Responsável por processar os principais casos da finada “lava jato”, a 13ª Vara Federal de Curitiba homologou acordo entre o Ministério Público Federal no Paraná e o governo de Mônaco para a divisão de R$ 162 milhões confiscados do ex-diretor de Serviços da Petrobras Renato Duque. A informação é da Folha de S.Paulo.

Ex-diretor da Petrobras Renato Duque teve dinheiro confiscado em Mônaco
O acordo está sob sigilo e busca destravar a liberação do dinheiro, que está depositado em contas de Duque no principado.
No requerimento encaminhado à Justiça Federal do Paraná, o Ministério Público pediu urgência na deliberação sobre o acordo, que prevê a transferência de parte dos recursos para o Brasil e parte para Mônaco.
De acordo com o jornal, o MPF explicou que, com a homologação, a divisão dos valores será assinada pela Procuradoria-Geral da República e por autoridades de Mônaco. Além disso, segundo o órgão, haverá o cumprimento de exigências feitas pela Secretaria de Cooperação Internacional do MPF.
Após a validação, o ministro Alexandre de Moraes, do Supremo Tribunal Federal, ordenou que a 13ª Vara apresentasse informações sobre a destinação dos valores “confiscados no curso de processos criminais relacionados a ilícitos” cometidos contra a estatal. Ele também cobrou esclarecimentos sobre o sigilo do acordo.
A transferência dos valores já havia sido contestada na primeira instância e no Tribunal Regional Federal da 4ª Região, mas os recursos foram negados. Em ocasiões anteriores, contudo, juízes que atuaram na 13ª Vara Federal do Paraná, como o hoje senador Sergio Moro, chegaram a decidir que o dinheiro confiscado de Duque deveria ser destinado à estatal.
Alexandre, por sua vez, já tomou decisões contra a competência da 13ª Vara de Curitiba para decidir sobre a destinação de valores referentes a multas pagas pela Petrobras. Em março de 2019, ele suspendeu acordo celebrado pela “lava jato” que previa a criação de uma fundação com R$ 2,5 bilhões recuperados da estatal.

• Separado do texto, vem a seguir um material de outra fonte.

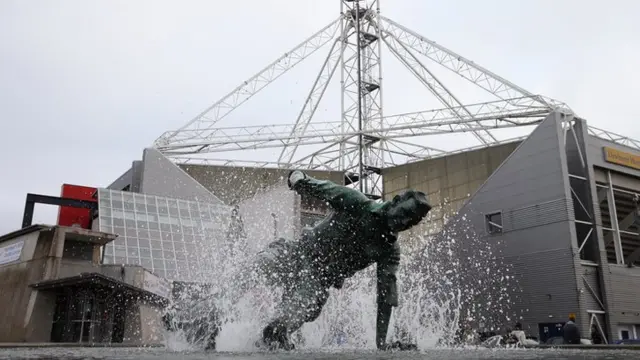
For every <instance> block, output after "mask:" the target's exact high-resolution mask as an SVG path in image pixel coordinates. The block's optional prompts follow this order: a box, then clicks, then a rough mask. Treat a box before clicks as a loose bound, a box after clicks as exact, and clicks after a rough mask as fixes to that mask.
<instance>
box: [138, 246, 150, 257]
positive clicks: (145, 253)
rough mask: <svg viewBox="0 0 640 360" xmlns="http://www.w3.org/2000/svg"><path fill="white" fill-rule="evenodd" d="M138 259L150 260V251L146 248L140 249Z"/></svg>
mask: <svg viewBox="0 0 640 360" xmlns="http://www.w3.org/2000/svg"><path fill="white" fill-rule="evenodd" d="M140 257H141V258H150V257H151V250H150V249H148V248H143V247H141V248H140Z"/></svg>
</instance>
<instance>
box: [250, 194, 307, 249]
mask: <svg viewBox="0 0 640 360" xmlns="http://www.w3.org/2000/svg"><path fill="white" fill-rule="evenodd" d="M297 202H298V195H297V194H296V193H295V192H293V191H291V190H289V188H288V187H287V186H286V185H284V184H280V185H279V186H273V187H271V188H269V189H267V190H265V191H261V192H259V193H258V194H256V195H254V196H253V197H252V198H250V199H246V200H244V201H242V202H240V204H239V207H240V214H241V215H242V220H243V223H244V226H245V231H246V234H247V247H248V251H249V252H250V253H255V252H257V251H260V250H263V249H264V247H265V246H266V244H267V243H269V242H271V241H273V240H275V238H276V237H284V238H286V239H289V240H292V239H295V237H296V230H297V226H298V224H299V215H300V212H299V211H297V209H298V206H297V205H298V203H297ZM272 214H273V215H275V216H276V218H275V224H274V218H273V216H272ZM274 227H275V229H274ZM274 230H276V231H274Z"/></svg>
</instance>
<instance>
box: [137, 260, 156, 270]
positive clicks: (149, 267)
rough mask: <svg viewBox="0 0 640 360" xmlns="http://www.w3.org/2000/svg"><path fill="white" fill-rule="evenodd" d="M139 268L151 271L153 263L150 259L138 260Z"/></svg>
mask: <svg viewBox="0 0 640 360" xmlns="http://www.w3.org/2000/svg"><path fill="white" fill-rule="evenodd" d="M140 266H142V267H143V268H145V269H152V268H153V262H152V261H151V260H150V259H141V260H140Z"/></svg>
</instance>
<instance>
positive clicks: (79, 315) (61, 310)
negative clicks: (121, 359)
mask: <svg viewBox="0 0 640 360" xmlns="http://www.w3.org/2000/svg"><path fill="white" fill-rule="evenodd" d="M113 295H114V294H113V292H108V291H104V290H101V289H88V288H82V287H67V288H64V289H61V290H59V291H58V295H57V298H56V305H55V310H54V314H53V324H52V328H51V341H52V342H57V343H77V342H79V343H101V342H122V340H123V338H124V311H123V306H122V305H125V304H124V303H123V301H122V297H121V296H113ZM114 297H115V299H114ZM114 300H120V301H114Z"/></svg>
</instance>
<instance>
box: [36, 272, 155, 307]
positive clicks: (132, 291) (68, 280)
mask: <svg viewBox="0 0 640 360" xmlns="http://www.w3.org/2000/svg"><path fill="white" fill-rule="evenodd" d="M80 285H85V286H86V285H89V286H92V285H93V286H95V285H97V286H102V287H108V288H110V289H114V290H124V291H129V292H132V293H134V294H137V295H140V296H141V297H144V298H146V299H148V300H152V301H166V300H167V299H165V298H163V297H162V296H159V295H156V294H154V293H152V292H150V291H147V290H145V289H142V288H139V287H136V286H133V285H131V284H127V283H125V282H123V281H120V280H118V279H114V278H112V277H109V276H106V275H103V274H100V273H96V272H91V273H80V274H79V275H76V276H70V277H65V278H61V279H54V280H44V281H39V282H36V283H33V284H30V285H29V286H30V287H32V288H34V289H37V290H54V289H61V288H65V287H70V286H80Z"/></svg>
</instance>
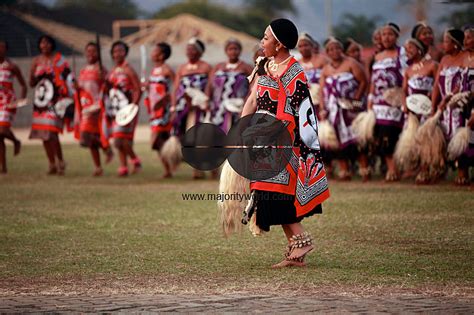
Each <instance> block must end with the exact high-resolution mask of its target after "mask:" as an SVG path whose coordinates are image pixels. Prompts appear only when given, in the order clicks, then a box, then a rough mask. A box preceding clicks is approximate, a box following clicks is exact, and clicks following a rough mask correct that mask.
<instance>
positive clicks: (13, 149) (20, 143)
mask: <svg viewBox="0 0 474 315" xmlns="http://www.w3.org/2000/svg"><path fill="white" fill-rule="evenodd" d="M3 134H4V137H5V139H8V140H11V141H12V142H13V155H18V154H19V153H20V150H21V141H20V140H18V138H17V137H15V134H14V133H13V131H12V130H11V128H7V129H6V130H5V131H4V133H3Z"/></svg>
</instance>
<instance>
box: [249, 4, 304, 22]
mask: <svg viewBox="0 0 474 315" xmlns="http://www.w3.org/2000/svg"><path fill="white" fill-rule="evenodd" d="M246 6H247V7H248V10H257V11H261V12H264V13H265V14H266V16H267V17H270V19H272V18H274V17H276V16H277V15H278V14H279V13H281V12H290V13H294V14H297V13H298V12H297V11H296V8H295V6H294V5H293V2H292V1H288V0H247V1H246Z"/></svg>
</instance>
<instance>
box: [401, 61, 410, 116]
mask: <svg viewBox="0 0 474 315" xmlns="http://www.w3.org/2000/svg"><path fill="white" fill-rule="evenodd" d="M409 76H410V71H409V69H407V70H406V71H405V74H404V75H403V83H402V90H403V98H402V104H403V107H402V110H403V112H404V113H408V107H407V96H408V78H409Z"/></svg>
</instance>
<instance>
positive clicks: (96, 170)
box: [92, 167, 104, 177]
mask: <svg viewBox="0 0 474 315" xmlns="http://www.w3.org/2000/svg"><path fill="white" fill-rule="evenodd" d="M103 174H104V170H103V169H102V168H101V167H98V168H96V169H95V171H94V173H92V176H94V177H98V176H102V175H103Z"/></svg>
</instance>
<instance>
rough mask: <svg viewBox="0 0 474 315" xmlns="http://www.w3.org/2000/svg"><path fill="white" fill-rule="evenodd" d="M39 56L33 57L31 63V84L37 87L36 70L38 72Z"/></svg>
mask: <svg viewBox="0 0 474 315" xmlns="http://www.w3.org/2000/svg"><path fill="white" fill-rule="evenodd" d="M37 61H38V59H37V58H34V59H33V62H32V63H31V69H30V86H31V87H35V85H36V83H37V82H36V77H35V72H36V65H37Z"/></svg>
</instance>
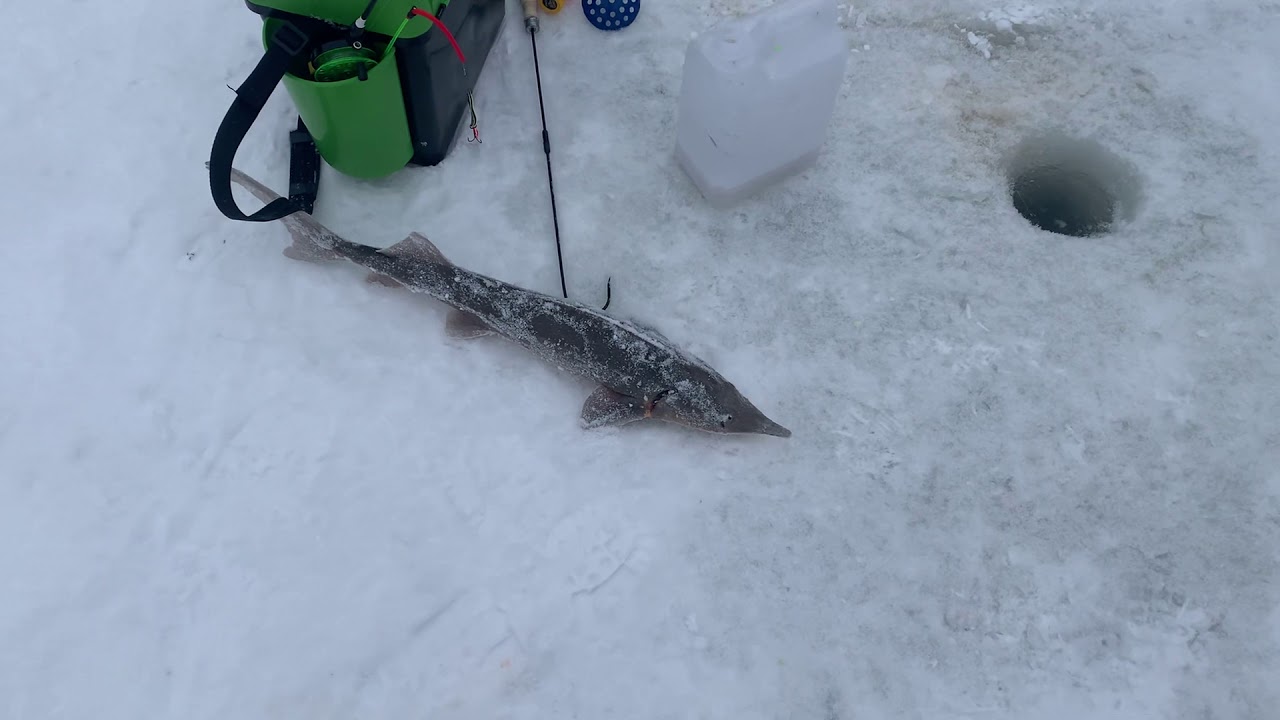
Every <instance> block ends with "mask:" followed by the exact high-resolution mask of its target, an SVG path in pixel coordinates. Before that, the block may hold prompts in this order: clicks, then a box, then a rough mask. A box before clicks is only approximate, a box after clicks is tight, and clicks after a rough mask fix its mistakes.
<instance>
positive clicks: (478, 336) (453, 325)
mask: <svg viewBox="0 0 1280 720" xmlns="http://www.w3.org/2000/svg"><path fill="white" fill-rule="evenodd" d="M444 331H445V332H447V333H448V336H449V337H461V338H474V337H484V336H489V334H493V332H494V331H493V328H490V327H489V325H488V324H485V322H484V320H481V319H480V318H477V316H475V315H472V314H471V313H466V311H462V310H457V309H454V310H449V315H448V316H447V318H445V320H444Z"/></svg>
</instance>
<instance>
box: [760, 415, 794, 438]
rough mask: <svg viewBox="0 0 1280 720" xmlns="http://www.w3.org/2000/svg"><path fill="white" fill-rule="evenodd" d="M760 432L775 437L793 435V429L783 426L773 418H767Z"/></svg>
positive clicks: (767, 435) (760, 429)
mask: <svg viewBox="0 0 1280 720" xmlns="http://www.w3.org/2000/svg"><path fill="white" fill-rule="evenodd" d="M760 433H763V434H767V436H773V437H791V430H788V429H786V428H783V427H782V425H780V424H777V423H774V421H773V420H769V419H768V418H765V419H764V423H762V424H760Z"/></svg>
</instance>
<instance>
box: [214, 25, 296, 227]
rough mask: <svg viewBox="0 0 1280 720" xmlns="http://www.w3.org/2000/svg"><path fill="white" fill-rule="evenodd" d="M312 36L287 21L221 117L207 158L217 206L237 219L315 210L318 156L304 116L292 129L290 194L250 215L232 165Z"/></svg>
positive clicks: (219, 208) (270, 216)
mask: <svg viewBox="0 0 1280 720" xmlns="http://www.w3.org/2000/svg"><path fill="white" fill-rule="evenodd" d="M310 44H311V38H310V37H308V36H307V35H306V33H305V32H303V31H301V29H298V27H297V26H294V24H292V23H289V22H288V20H285V22H283V23H282V24H280V27H279V28H276V31H275V33H274V35H273V36H271V41H270V44H269V45H268V49H266V54H265V55H264V56H262V59H261V60H259V63H257V67H256V68H253V72H252V73H250V76H248V78H246V79H244V82H243V83H242V85H241V86H239V87H238V88H237V90H236V100H233V101H232V106H230V108H229V109H228V110H227V115H224V117H223V123H221V124H220V126H219V127H218V135H216V136H214V147H212V151H211V152H210V156H209V188H210V191H211V192H212V195H214V204H216V205H218V209H219V210H221V211H223V214H224V215H227V217H228V218H230V219H233V220H247V222H253V223H265V222H270V220H278V219H280V218H284V217H285V215H292V214H293V213H297V211H300V210H301V211H305V213H311V211H312V209H314V206H315V197H316V192H317V191H319V184H320V154H319V151H317V150H316V146H315V142H314V141H312V138H311V133H310V132H307V128H306V126H305V124H303V123H302V118H298V128H297V129H296V131H293V132H291V133H289V138H291V142H289V146H291V151H289V155H291V158H289V197H278V199H275V200H273V201H271V202H269V204H268V205H266V206H265V208H262V209H260V210H259V211H256V213H253V214H252V215H246V214H244V213H243V211H242V210H241V209H239V206H238V205H236V199H234V197H233V196H232V163H233V160H234V159H236V151H237V150H239V146H241V142H243V141H244V136H246V135H248V128H250V127H252V126H253V122H255V120H257V115H259V113H261V111H262V108H264V106H265V105H266V101H268V99H269V97H271V92H274V91H275V86H276V85H279V83H280V79H283V78H284V73H287V72H288V69H289V64H292V63H293V59H294V58H296V56H297V55H298V54H300V53H302V51H303V50H306V49H307V47H308V46H310Z"/></svg>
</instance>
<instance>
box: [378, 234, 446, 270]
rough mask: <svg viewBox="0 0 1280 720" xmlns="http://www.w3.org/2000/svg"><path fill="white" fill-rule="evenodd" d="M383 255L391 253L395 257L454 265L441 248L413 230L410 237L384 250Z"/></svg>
mask: <svg viewBox="0 0 1280 720" xmlns="http://www.w3.org/2000/svg"><path fill="white" fill-rule="evenodd" d="M383 255H390V256H393V258H404V259H406V260H422V261H426V263H440V264H442V265H453V263H451V261H449V259H448V258H445V256H444V254H443V252H440V249H439V247H436V246H435V243H433V242H431V241H430V240H426V237H424V236H421V234H419V233H416V232H411V233H408V237H406V238H404V240H402V241H399V242H397V243H396V245H393V246H390V247H387V249H384V250H383Z"/></svg>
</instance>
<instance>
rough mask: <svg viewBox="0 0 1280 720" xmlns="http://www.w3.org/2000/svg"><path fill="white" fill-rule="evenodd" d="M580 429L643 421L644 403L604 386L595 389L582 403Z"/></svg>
mask: <svg viewBox="0 0 1280 720" xmlns="http://www.w3.org/2000/svg"><path fill="white" fill-rule="evenodd" d="M581 419H582V427H584V428H586V429H593V428H603V427H605V425H625V424H627V423H635V421H637V420H644V419H645V407H644V402H643V401H640V400H636V398H635V397H628V396H626V395H622V393H621V392H617V391H614V389H612V388H608V387H605V386H600V387H598V388H595V392H593V393H591V395H590V396H588V398H586V401H585V402H582V418H581Z"/></svg>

Na decisão, o ministro determinou ainda o bloqueio de todos os valores que foram depositados na conta da 13ª Vara e submeteu a movimentação do dinheiro ao STF. Segundo ele, a execução do cumprimento de obrigações assumidas pela Petrobras no exterior não correspondia às atribuições dos membros do MPF.
A farra da ‘lava jato’
Conforme informou a revista eletrônica Consultor Jurídico, em diversos episódios da “lava jato”, procuradores e juízes ilegalmente decidiram a destinação de valores arrecadados em acordos de leniência e delação premiada, além de apreensões, condenações e multas.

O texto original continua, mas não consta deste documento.